DESCRIPTION (provided by applicant): The focus of the proposed study is to determine the role of IRF transcription factors in the innate response to HIV-I infection. Over the past few years we have identified and characterized three novel IRFs: IRF-3, IRF-5 and IRF-7. We have shown that these factors serve as direct transducers of virus mediated signaling and play a critical role in the induction of Type I interferons (IFN) and several chemokines in infected cells. We and others have shown that in cells infected both with RNA and DNA viruses these factors that reside in the cytoplasm are phosphorylated and translocated to nucleus where they form part of the transcription complex assembled on the promoters of IFNA and IFNB genes. There is also growing evidence that different viruses target the activation and function of cellular IRF-3 and IRF-7 to overcome the innate immune response. Studies of the immune control of HIV-1 infection has focused on the role of adaptive cellular antiviral response, while much less is known about the role of innate immune mechanisms in the control of HIV-1 infection. To fill this gap, the aim of the proposed study is to analyze the role of lRFs in the HIV mediated innate responses. The study has three aims: Aim1. The role of IRF-3, IRF-5 and IRF-7 in HIV replication. Here we shall determine how the expression levels of IRFs and their constitutively active mutants modulate HIV-1 replication and infection. Aim 2. Postranslational activation of IRF by HlV-1 mediated signaling. In this study we shall examine whether HIV-1 stimulated signaling cascades induce phosphorylation of IRFs, their nuc]ear translocation and transcription activation. Aim 3. The role of Nef in expression/activation of IRF factors. We shall determine whether Nef stimulates expression of iRF-3, 5 or 7 and induces their phosphoryJation and nuclear translocation or whether it blocks the function of these IRFs. This study should provide some basic insight into the role of innate response in control of HIV-1 infection. A better understanding of the initial antiviral immunity is essential for understanding HIV-1 pathogenesis and may be instrumental for developing new antiviral therapies.
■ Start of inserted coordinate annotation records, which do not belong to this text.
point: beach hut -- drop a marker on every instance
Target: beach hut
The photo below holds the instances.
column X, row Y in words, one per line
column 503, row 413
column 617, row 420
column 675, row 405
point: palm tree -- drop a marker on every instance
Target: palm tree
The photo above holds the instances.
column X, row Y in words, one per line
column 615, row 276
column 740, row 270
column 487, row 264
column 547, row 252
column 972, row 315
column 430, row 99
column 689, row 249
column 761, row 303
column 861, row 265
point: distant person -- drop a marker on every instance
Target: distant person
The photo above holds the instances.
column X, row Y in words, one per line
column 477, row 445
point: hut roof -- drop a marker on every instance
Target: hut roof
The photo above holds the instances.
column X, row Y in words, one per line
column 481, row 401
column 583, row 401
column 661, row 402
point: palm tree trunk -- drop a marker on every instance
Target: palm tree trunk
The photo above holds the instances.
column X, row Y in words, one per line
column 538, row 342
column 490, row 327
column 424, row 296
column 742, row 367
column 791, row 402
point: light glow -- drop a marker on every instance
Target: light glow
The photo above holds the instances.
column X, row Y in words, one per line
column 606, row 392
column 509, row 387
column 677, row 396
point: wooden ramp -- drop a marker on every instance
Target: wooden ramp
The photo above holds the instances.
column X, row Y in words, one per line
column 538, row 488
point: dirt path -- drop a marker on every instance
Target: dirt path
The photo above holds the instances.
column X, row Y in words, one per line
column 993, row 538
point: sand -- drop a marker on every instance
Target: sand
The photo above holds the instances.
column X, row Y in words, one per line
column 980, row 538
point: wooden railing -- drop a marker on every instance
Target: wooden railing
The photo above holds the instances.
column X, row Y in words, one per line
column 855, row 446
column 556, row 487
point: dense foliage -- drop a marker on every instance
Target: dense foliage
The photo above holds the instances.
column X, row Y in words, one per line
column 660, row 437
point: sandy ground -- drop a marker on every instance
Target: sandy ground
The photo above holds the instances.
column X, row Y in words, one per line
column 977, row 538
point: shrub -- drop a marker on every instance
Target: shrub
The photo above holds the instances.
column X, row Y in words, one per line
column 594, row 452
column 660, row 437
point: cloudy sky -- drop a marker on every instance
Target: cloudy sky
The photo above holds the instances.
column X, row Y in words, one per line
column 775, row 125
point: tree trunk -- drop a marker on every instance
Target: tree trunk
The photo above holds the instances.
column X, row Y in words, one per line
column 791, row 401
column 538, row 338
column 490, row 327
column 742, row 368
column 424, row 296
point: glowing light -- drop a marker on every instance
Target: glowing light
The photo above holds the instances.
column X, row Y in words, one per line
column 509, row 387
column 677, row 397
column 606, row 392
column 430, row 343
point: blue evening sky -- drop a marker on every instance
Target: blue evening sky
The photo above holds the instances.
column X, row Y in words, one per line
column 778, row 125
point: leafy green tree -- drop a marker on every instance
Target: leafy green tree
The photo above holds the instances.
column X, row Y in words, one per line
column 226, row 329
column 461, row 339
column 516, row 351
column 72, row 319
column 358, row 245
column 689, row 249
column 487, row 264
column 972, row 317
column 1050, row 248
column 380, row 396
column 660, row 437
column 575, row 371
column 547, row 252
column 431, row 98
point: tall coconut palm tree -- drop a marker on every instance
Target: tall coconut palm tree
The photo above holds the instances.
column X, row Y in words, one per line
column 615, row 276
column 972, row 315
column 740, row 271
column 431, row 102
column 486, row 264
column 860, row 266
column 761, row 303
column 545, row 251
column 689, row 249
描述（由申请人提供）：拟议研究的重点是确定 IRF 转录因子在 HIV-1 感染先天反应中的作用。在过去的几年中，我们已经识别并表征了三种新型 IRF：IRF-3、IRF-5 和 IRF-7。我们已经证明，这些因子可作为病毒介导信号传导的直接转导器，并在受感染细胞中诱导 I 型干扰素 (IFN) 和几种趋化因子中发挥关键作用。我们和其他人已经证明，在感染 RNA 和 DNA 病毒的细胞中，这些驻留在细胞质中的因子被磷酸化并易位到细胞核，在那里它们形成组装在 IFNA 和 IFNB 基因启动子上的转录复合物的一部分。还有越来越多的证据表明，不同的病毒以细胞 IRF-3 和 IRF-7 的激活和功能为目标，以克服先天免疫反应。 HIV-1感染的免疫控制研究主要集中在适应性细胞抗病毒反应的作用，而对于先天免疫机制在控制HIV-1感染中的作用知之甚少。为了填补这一空白，本研究的目的是分析 lRF 在 HIV 介导的先天反应中的作用。该研究有三个目标： Aim1。 IRF-3、IRF-5 和 IRF-7 在 HIV 复制中的作用。在这里，我们将确定 IRF 及其组成型活性突变体的表达水平如何调节 HIV-1 复制和感染。目标 2. HIV-1 介导的信号传导对 IRF 的翻译后激活。在这项研究中，我们将检查HIV-1刺激的信号级联是否诱导IRF的磷酸化、它们的核易位和转录激活。目标 3. Nef 在 IRF 因子表达/激活中的作用。我们将确定 Nef 是否刺激 iRF-3、5 或 7 的表达并诱导它们的磷酸化和核易位，或者它是否阻断这些 IRF 的功能。这项研究应该为先天反应在控制 HIV-1 感染中的作用提供一些基本的见解。更好地了解最初的抗病毒免疫对于了解 HIV-1 发病机制至关重要，并且可能有助于开发新的抗病毒疗法。